Le grand rabbin russe Pinchas Goldschmidt, président de la Conférence des rabbins européens, a déclaré que la décision de jeudi « va à l’encontre des récentes déclarations des institutions européennes selon lesquelles la vie juive doit être chérie et respectée ».
« La Cour est habilitée à statuer que les États membres peuvent ou non accepter des dérogations à la loi… mais essaie de définir la shechita, notre pratique religieuse, est absurde », a déclaré Goldschmidt. «La décision de la Cour européenne de justice d’appliquer l’interdiction des meurtres non étourdissants dans les régions flamandes et wallonnes de Belgique se fera sentir dans les communautés juives du continent. Les interdictions ont déjà eu un impact dévastateur sur la communauté juive belge, provoquant des pénuries d’approvisionnement pendant la pandémie, et nous sommes tous bien conscients du précédent que cela crée qui remet en question nos droits de pratiquer notre religion. «
Goldschmidt a déclaré qu’historique-ment, les interdictions de la shehita étaient une tentative de contrôler la population d’un pays, remontant au 19ème siècle, lorsque la Suisse a tenté d’empêcher les Juifs fuyant les pogroms d’entrer dans leur pays, ainsi que de Allemagne nazie.
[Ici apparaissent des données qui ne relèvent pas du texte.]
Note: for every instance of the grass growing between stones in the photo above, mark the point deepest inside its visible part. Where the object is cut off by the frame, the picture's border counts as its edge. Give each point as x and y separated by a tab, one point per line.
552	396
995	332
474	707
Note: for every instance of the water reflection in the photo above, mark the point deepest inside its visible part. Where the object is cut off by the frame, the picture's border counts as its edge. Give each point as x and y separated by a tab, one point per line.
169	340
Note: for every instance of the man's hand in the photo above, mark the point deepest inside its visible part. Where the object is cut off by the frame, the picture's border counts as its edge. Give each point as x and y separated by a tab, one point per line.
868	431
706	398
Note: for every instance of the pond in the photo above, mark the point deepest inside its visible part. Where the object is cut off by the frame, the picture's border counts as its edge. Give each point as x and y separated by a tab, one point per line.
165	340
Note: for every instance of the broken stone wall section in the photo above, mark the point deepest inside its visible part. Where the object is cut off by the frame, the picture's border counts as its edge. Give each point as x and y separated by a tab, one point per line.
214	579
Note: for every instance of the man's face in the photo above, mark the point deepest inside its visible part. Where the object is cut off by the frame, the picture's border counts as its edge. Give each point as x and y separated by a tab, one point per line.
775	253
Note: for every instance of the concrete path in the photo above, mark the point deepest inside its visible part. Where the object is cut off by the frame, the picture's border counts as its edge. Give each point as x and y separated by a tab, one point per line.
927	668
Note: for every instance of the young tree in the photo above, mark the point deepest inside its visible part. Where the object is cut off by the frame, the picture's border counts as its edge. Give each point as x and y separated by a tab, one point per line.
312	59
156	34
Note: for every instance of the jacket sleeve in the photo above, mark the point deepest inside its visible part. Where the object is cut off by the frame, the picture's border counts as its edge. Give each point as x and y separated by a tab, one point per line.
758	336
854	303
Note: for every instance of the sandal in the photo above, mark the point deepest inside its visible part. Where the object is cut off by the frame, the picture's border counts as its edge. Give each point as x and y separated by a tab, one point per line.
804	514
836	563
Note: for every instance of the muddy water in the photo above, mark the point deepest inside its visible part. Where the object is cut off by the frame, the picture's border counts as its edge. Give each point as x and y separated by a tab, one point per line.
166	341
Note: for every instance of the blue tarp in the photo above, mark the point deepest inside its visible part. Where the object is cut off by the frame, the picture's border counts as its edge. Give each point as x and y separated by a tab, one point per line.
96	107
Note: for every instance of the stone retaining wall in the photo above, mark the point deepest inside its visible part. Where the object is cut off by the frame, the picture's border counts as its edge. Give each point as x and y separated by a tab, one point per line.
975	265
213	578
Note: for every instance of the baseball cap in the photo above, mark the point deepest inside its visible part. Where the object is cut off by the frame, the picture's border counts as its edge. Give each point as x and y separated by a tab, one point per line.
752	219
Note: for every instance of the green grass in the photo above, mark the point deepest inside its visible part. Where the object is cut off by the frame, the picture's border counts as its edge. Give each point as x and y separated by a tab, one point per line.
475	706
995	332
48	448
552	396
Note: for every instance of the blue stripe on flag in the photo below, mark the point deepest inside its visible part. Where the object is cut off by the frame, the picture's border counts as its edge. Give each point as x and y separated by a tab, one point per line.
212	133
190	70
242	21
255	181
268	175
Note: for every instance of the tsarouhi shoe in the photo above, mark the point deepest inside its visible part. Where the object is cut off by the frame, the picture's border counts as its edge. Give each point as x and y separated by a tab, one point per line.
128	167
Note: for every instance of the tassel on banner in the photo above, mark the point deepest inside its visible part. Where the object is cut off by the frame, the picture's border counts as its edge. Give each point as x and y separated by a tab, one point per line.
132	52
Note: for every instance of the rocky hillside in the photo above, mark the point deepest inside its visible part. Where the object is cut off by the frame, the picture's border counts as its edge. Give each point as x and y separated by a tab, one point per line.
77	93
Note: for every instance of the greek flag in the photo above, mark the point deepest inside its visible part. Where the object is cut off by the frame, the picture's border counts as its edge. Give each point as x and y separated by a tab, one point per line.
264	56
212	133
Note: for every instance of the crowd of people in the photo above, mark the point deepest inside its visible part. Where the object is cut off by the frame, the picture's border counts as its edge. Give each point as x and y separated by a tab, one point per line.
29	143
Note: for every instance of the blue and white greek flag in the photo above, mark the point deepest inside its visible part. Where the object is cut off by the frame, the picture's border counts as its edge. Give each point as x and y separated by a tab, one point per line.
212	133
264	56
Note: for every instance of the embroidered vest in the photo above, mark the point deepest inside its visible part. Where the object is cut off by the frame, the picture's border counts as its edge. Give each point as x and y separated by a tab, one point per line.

En 2012, a-t-il déclaré, les politiciens aux Pays-Bas ont tenté d’interdire les égorgement d’animaux pour arrêter la propagation de l’islam.
«Les dirigeants européens nous disent qu’ils veulent que les communautés juives vivent et réussissent en Europe, mais ils n’offrent aucune protection à notre mode de vie. L’Europe doit réfléchir au type de continent qu’elle veut être. Si des valeurs telles que la liberté de religion et la vraie diversité sont globales, alors le système de lois actuel ne reflète pas cela et doit être révisé d’urgence », a déclaré le rabbin.